米軍普天間飛行場返還に伴う新基地建設で、沖縄防衛局は27日、名護市辺野古のキャンプ・シュワブ沿岸部にクレーンの付いた大型作業船を設置した。海上作業は新たな段階に入る。

 抗議活動を続ける市民が近づけないようにフロートを固定するコンクリートブロックが海底に沈められるなど、現場は緊迫感が高まっている。

 翁長雄志知事は26日、前知事の埋め立て承認に瑕疵(かし)がなかったかどうかを検証する第三者委員会の設置を発表した。同日、安慶田光男副知事は検証終了まで作業を中断するよう防衛局に要請し、翁長知事は県警と第11管区海上保安本部に市民の安全確保を申し入れた。その翌日のことである。

 県との対話を拒否し、県の作業中止要請を無視して、しゃにむに工事を強行する姿勢は「平成の琉球処分」そのものだ。

 1950年代に武装兵を出動させ、住民の抵抗を排除し、土地を接収し基地を建設した米軍とどこが違うというのか。

 菅義偉官房長官は記者会見で、第三者委員会の設置について聞かれ、辺野古移設を「着実に進めていくことに全く変わりはない」と答えている。

 沖縄基地負担軽減担当相を兼任する官房長官が、知事に会おうともせず、県の考えを聞くこともなく、作業強行の発言を繰り返す。

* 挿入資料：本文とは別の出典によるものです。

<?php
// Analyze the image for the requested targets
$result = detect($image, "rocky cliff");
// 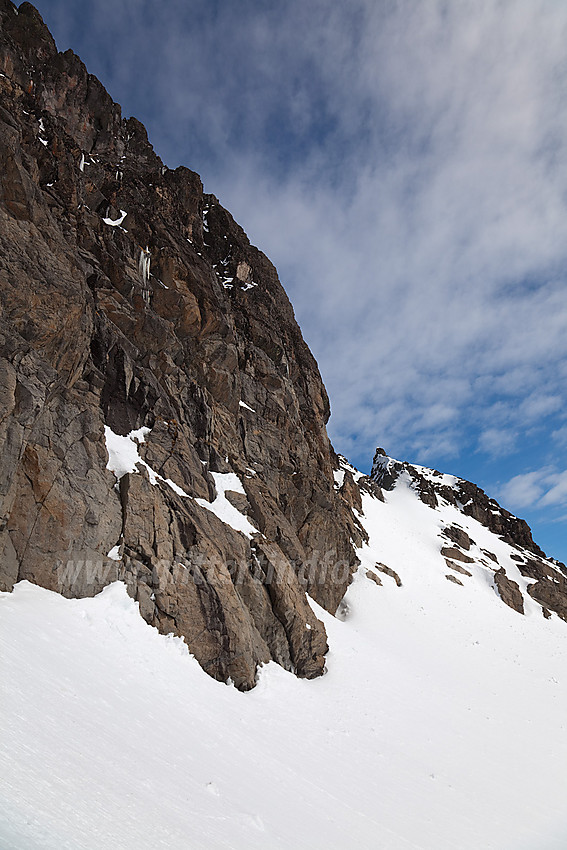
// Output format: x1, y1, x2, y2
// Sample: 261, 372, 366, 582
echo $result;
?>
0, 0, 564, 689
371, 449, 567, 622
0, 0, 361, 688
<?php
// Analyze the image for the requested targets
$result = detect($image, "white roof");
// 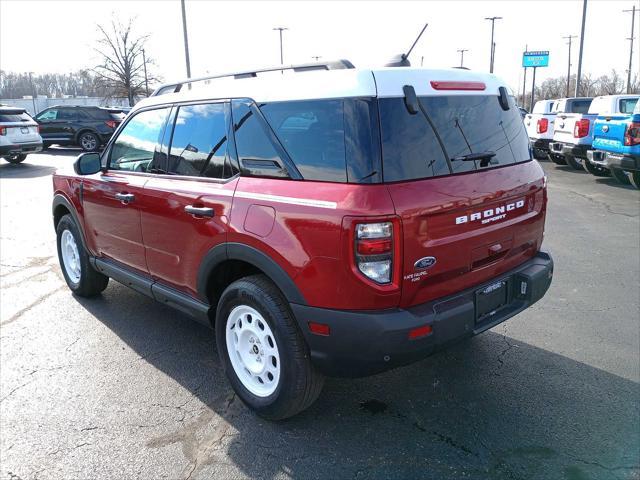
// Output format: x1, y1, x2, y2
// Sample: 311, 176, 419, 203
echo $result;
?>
136, 67, 506, 110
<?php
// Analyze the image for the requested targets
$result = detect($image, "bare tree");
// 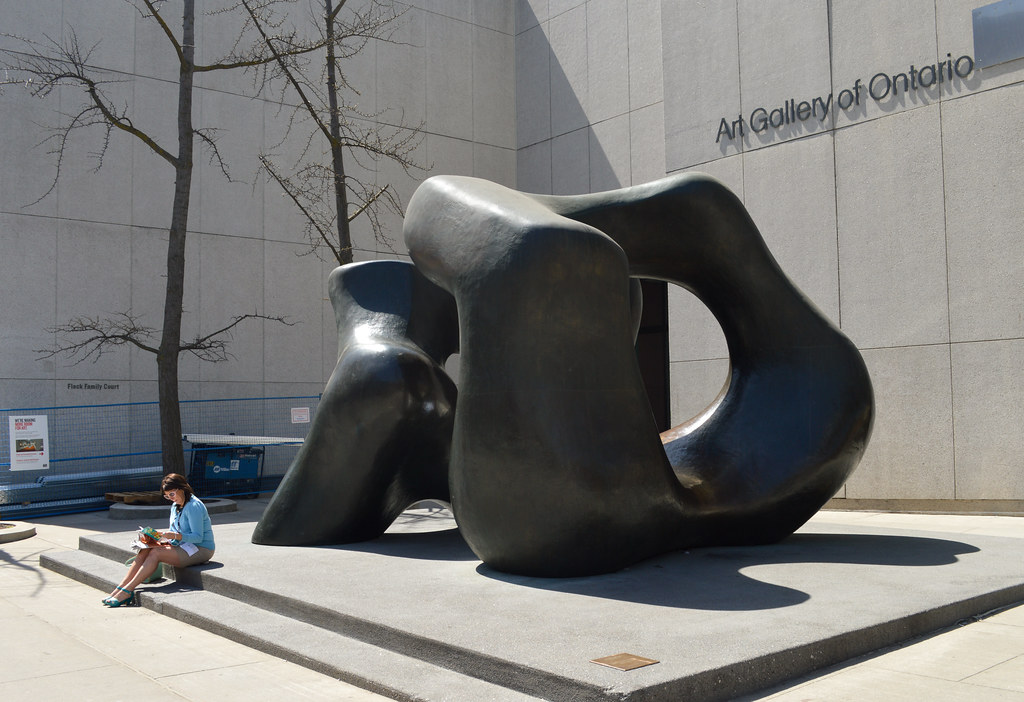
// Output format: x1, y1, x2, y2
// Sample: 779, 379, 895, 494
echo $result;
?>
3, 0, 324, 474
240, 0, 427, 265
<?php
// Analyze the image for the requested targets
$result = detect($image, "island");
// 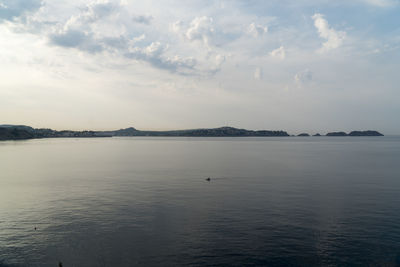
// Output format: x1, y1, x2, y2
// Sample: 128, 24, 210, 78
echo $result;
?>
297, 133, 310, 136
326, 130, 383, 136
0, 124, 383, 140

これで「負担軽減担当相」とは、何をか言わんや。

    ■    ■

 政府は仲井真弘多前知事の埋め立て承認を唯一の根拠に工事を進めている。

 新基地建設を中止に追い込む手段の一つが第三者委員会の検証作業である。来月初旬に第1回会合を開き、早ければ4月にも結論をとりまとめる。

 公有水面埋立法には六つの免許基準があり、そのうち一つでも不適合となれば埋め立てを承認してはならないとしている。検証作業では免許基準にある「環境保全への十分な配慮」などが焦点になる見通しだ。 

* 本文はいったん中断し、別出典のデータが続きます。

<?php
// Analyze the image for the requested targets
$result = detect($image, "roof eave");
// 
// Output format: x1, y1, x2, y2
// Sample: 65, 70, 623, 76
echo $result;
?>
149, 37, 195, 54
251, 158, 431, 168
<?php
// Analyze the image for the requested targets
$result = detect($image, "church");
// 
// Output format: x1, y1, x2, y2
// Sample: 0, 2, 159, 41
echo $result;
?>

 国の天然記念物でもあるジュゴンの保護策をめぐって、ジュゴンの利用は少ないとする防衛省の環境影響評価書に対し、環境保護団体がジュゴンの食(は)み跡を多数確認するなど不備が指摘されている。

 埋め立て土砂の外来種混入対策や、環境監視委員会が実際に機能するのかの問題もある。

    ■    ■

 検証結果を基に、翁長知事は承認の「取り消し」、あるいは「撤回」を判断する。承認が違法だったとみなせば、さかのぼって行政処分を無効とする「取り消し」、承認した後に公益を害する新たな事由が生じ、事後的に違法となった場合は「撤回」することになりそうだ。

 東京で25日、新基地建設に反対する約7千人(主催者発表)が手をつなぐ国会包囲行動があった。政府へ抗議する動きが広がっている。

 県も第三者委員会任せにするのではなく、県民や国内外の人々に積極的に問題点をアピールするなどの取り組みを並行して進めるべきだ。